And this weekend will see Pride marches and celebrations in some major cities including New York City, Chicago, Paris and Rome.
As time passes, scholars are finding out more about the LGBTQ+ composers, performers and musical groups that have been hidden by history.
And some ironies emerge. One can only imagine the response of conservative, right-wing Evangelical Christians who find out that the composer of “Messiah” – George Frideric Handel (below) — was queer, at least according to some researchers.

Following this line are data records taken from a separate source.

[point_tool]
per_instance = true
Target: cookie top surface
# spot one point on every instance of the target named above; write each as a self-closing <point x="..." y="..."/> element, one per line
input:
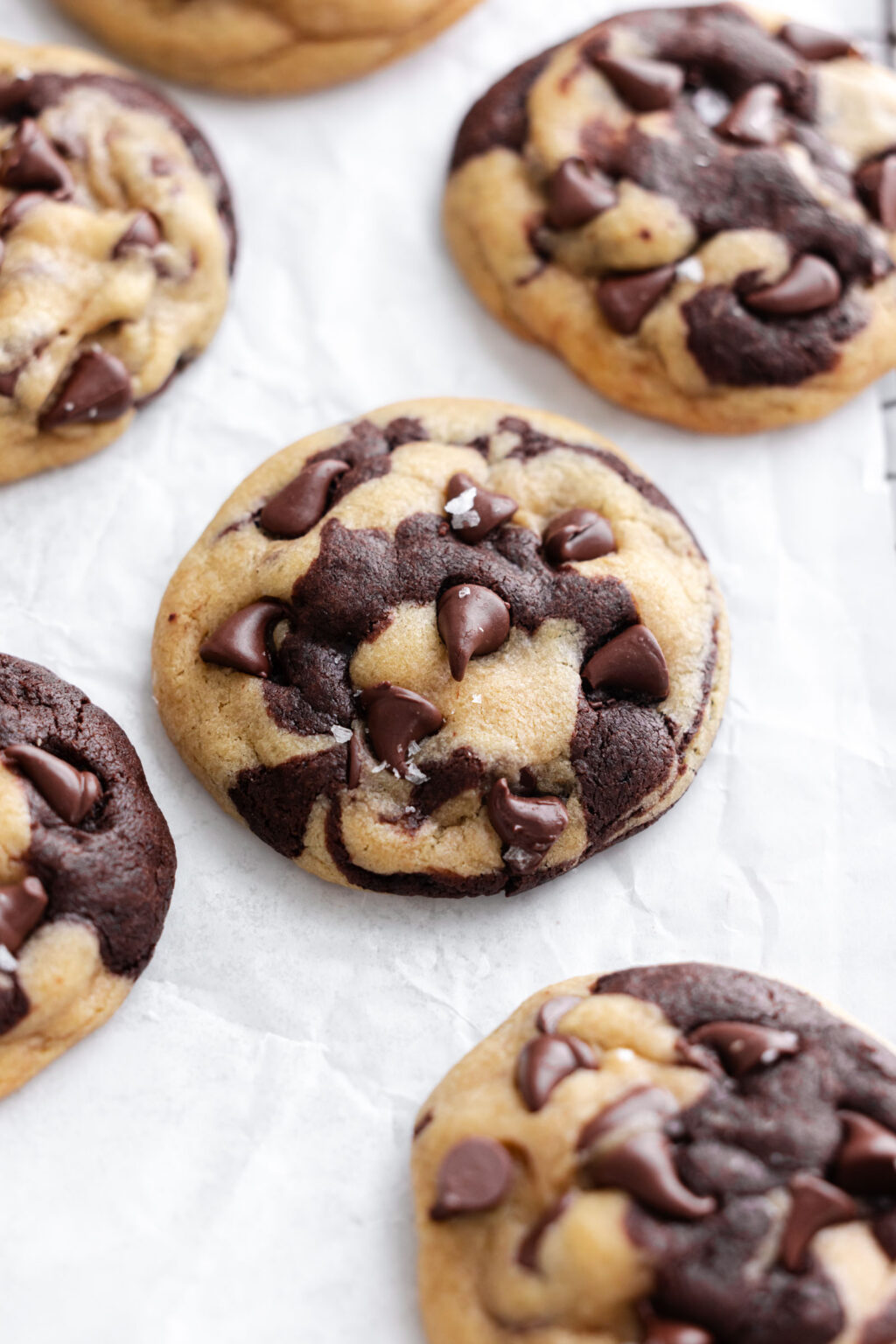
<point x="82" y="842"/>
<point x="451" y="648"/>
<point x="116" y="238"/>
<point x="705" y="195"/>
<point x="670" y="1155"/>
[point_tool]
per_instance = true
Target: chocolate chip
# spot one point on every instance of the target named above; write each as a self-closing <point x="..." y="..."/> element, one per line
<point x="474" y="1176"/>
<point x="815" y="1205"/>
<point x="70" y="792"/>
<point x="396" y="718"/>
<point x="755" y="118"/>
<point x="626" y="300"/>
<point x="578" y="536"/>
<point x="642" y="1166"/>
<point x="22" y="909"/>
<point x="242" y="642"/>
<point x="95" y="390"/>
<point x="645" y="85"/>
<point x="810" y="284"/>
<point x="578" y="193"/>
<point x="743" y="1046"/>
<point x="544" y="1062"/>
<point x="632" y="663"/>
<point x="474" y="511"/>
<point x="30" y="163"/>
<point x="554" y="1010"/>
<point x="815" y="43"/>
<point x="865" y="1163"/>
<point x="473" y="621"/>
<point x="528" y="824"/>
<point x="303" y="503"/>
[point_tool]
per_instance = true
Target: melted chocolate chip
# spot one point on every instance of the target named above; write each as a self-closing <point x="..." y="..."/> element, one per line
<point x="242" y="642"/>
<point x="578" y="536"/>
<point x="473" y="621"/>
<point x="95" y="391"/>
<point x="474" y="1176"/>
<point x="396" y="718"/>
<point x="303" y="503"/>
<point x="544" y="1062"/>
<point x="578" y="193"/>
<point x="22" y="909"/>
<point x="815" y="1205"/>
<point x="626" y="300"/>
<point x="70" y="792"/>
<point x="632" y="663"/>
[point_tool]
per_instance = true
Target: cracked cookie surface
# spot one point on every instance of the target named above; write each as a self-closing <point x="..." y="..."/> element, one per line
<point x="695" y="208"/>
<point x="452" y="648"/>
<point x="669" y="1155"/>
<point x="87" y="869"/>
<point x="265" y="46"/>
<point x="117" y="241"/>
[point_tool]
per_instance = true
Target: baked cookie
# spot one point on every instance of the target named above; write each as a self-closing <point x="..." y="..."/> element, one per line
<point x="116" y="246"/>
<point x="696" y="208"/>
<point x="265" y="46"/>
<point x="448" y="649"/>
<point x="672" y="1155"/>
<point x="87" y="869"/>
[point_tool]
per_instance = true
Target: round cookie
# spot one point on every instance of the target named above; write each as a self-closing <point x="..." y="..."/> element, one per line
<point x="670" y="1155"/>
<point x="116" y="246"/>
<point x="449" y="649"/>
<point x="87" y="869"/>
<point x="265" y="46"/>
<point x="695" y="208"/>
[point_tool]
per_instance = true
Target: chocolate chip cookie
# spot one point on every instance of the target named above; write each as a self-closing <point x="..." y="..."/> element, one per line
<point x="87" y="869"/>
<point x="696" y="208"/>
<point x="265" y="46"/>
<point x="116" y="246"/>
<point x="452" y="648"/>
<point x="670" y="1155"/>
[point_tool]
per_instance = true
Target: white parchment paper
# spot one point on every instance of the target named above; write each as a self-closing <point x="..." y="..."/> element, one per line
<point x="228" y="1160"/>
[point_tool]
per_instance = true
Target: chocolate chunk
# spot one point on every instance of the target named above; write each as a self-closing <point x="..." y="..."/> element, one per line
<point x="95" y="390"/>
<point x="578" y="536"/>
<point x="815" y="43"/>
<point x="303" y="503"/>
<point x="70" y="792"/>
<point x="626" y="300"/>
<point x="474" y="511"/>
<point x="865" y="1163"/>
<point x="22" y="907"/>
<point x="642" y="1166"/>
<point x="743" y="1046"/>
<point x="810" y="284"/>
<point x="544" y="1062"/>
<point x="645" y="85"/>
<point x="396" y="718"/>
<point x="578" y="193"/>
<point x="528" y="824"/>
<point x="474" y="1176"/>
<point x="632" y="663"/>
<point x="30" y="163"/>
<point x="473" y="621"/>
<point x="242" y="642"/>
<point x="816" y="1205"/>
<point x="554" y="1010"/>
<point x="757" y="117"/>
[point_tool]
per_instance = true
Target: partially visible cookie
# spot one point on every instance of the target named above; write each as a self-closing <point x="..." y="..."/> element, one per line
<point x="452" y="648"/>
<point x="693" y="207"/>
<point x="116" y="246"/>
<point x="265" y="46"/>
<point x="670" y="1155"/>
<point x="87" y="869"/>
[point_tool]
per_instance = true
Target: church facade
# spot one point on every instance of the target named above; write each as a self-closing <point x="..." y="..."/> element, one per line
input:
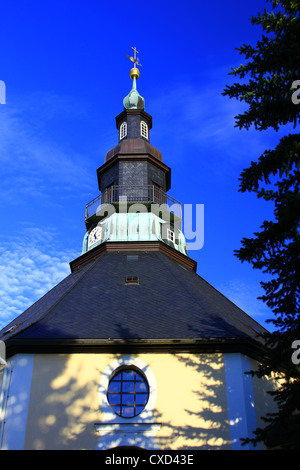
<point x="133" y="348"/>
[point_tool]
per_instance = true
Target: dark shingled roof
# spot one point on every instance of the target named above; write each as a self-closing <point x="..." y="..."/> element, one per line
<point x="170" y="302"/>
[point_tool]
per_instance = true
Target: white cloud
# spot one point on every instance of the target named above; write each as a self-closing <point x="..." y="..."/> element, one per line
<point x="32" y="160"/>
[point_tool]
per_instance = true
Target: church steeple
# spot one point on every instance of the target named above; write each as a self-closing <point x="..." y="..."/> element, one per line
<point x="134" y="100"/>
<point x="134" y="180"/>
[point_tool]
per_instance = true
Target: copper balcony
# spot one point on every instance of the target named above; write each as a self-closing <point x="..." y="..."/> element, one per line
<point x="146" y="195"/>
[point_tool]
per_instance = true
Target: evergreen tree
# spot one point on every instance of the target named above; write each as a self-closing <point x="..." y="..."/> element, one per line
<point x="269" y="83"/>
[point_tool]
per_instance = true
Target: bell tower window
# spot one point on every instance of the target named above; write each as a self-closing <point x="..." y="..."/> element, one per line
<point x="144" y="129"/>
<point x="123" y="130"/>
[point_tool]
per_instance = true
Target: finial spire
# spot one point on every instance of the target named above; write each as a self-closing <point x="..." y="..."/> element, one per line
<point x="134" y="72"/>
<point x="134" y="100"/>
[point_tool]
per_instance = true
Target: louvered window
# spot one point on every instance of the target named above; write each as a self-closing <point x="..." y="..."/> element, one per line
<point x="144" y="129"/>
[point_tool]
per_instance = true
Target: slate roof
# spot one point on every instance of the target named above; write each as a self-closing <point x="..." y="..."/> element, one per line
<point x="170" y="302"/>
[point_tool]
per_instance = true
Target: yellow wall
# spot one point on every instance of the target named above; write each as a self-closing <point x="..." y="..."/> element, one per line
<point x="191" y="401"/>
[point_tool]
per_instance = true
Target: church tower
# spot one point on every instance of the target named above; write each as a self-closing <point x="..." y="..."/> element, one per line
<point x="133" y="348"/>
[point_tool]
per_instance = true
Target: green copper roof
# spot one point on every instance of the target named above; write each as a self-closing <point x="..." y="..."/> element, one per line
<point x="134" y="100"/>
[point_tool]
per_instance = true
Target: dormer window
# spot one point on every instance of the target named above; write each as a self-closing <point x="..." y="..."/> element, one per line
<point x="123" y="130"/>
<point x="144" y="129"/>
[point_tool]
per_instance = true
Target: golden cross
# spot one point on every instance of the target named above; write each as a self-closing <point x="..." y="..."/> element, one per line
<point x="134" y="59"/>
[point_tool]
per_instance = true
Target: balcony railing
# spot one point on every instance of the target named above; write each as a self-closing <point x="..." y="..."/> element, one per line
<point x="131" y="194"/>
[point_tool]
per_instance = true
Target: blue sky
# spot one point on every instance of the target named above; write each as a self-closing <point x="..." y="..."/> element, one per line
<point x="66" y="73"/>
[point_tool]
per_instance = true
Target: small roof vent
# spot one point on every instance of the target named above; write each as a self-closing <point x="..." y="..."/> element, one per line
<point x="132" y="280"/>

For most listeners, surprises abound.
Here is a good place to start. It is the very large Wikipedia entry of LGBTQ+ composers and performers, both contemporary and historical. The Ear finds it very informative. It is organized by the kind of musicians they are and the category of their sexual identity. https://en.wikipedia.org/wiki/Category:LGBT_musicians
If you want to be more selective, try these: https://www.classicfm.com/discover-music/greatest-lgbtq-conductors-you-should-know/. They include Marin Alsop (below top) and her teacher and mentor Leonard Bernstein (below bottom).
Here is longer essay that focuses on lesbian conductors as well as gay men and reaches back to the Middle Ages: http://www.glbtqarchive.com/arts/conductors_A.pdf
And here is one with some great photos or pictures of the individuals: https://www.classicfm.com/discover-music/great-classical-composers-who-were-gay/
Finally, here are some of the international music ensembles – with audio samples of their performances — made up of LGBTQ+ singers and instrumentalists, including the Rainbow Symphony of Paris (in the YouTube video at the bottom, performing the beautiful Gloria by the gay French composer Francis Poulenc in a benefit Concert Against Homophobia for UNESCO): https://www.classicfm.com/discover-music/best-lgbtq-classical-music-ensembles/
Inevitably, some readers will react by asking: What difference does the sexual identity of composer or performer make? All that matters, they argue, is the music.
Here is a reply to that specious argument that focuses on Yannick Nézet-Séguin (below), the music director of the Metropolitan Opera, the Philadelphia Orchestra and the City Symphony of Montreal. It appeared in The New York Times: https://www.nytimes.com/2019/01/15/arts/music/yannick-nezet-seguin-met-opera-gay.html
Happy Pride – this month and every day of the year!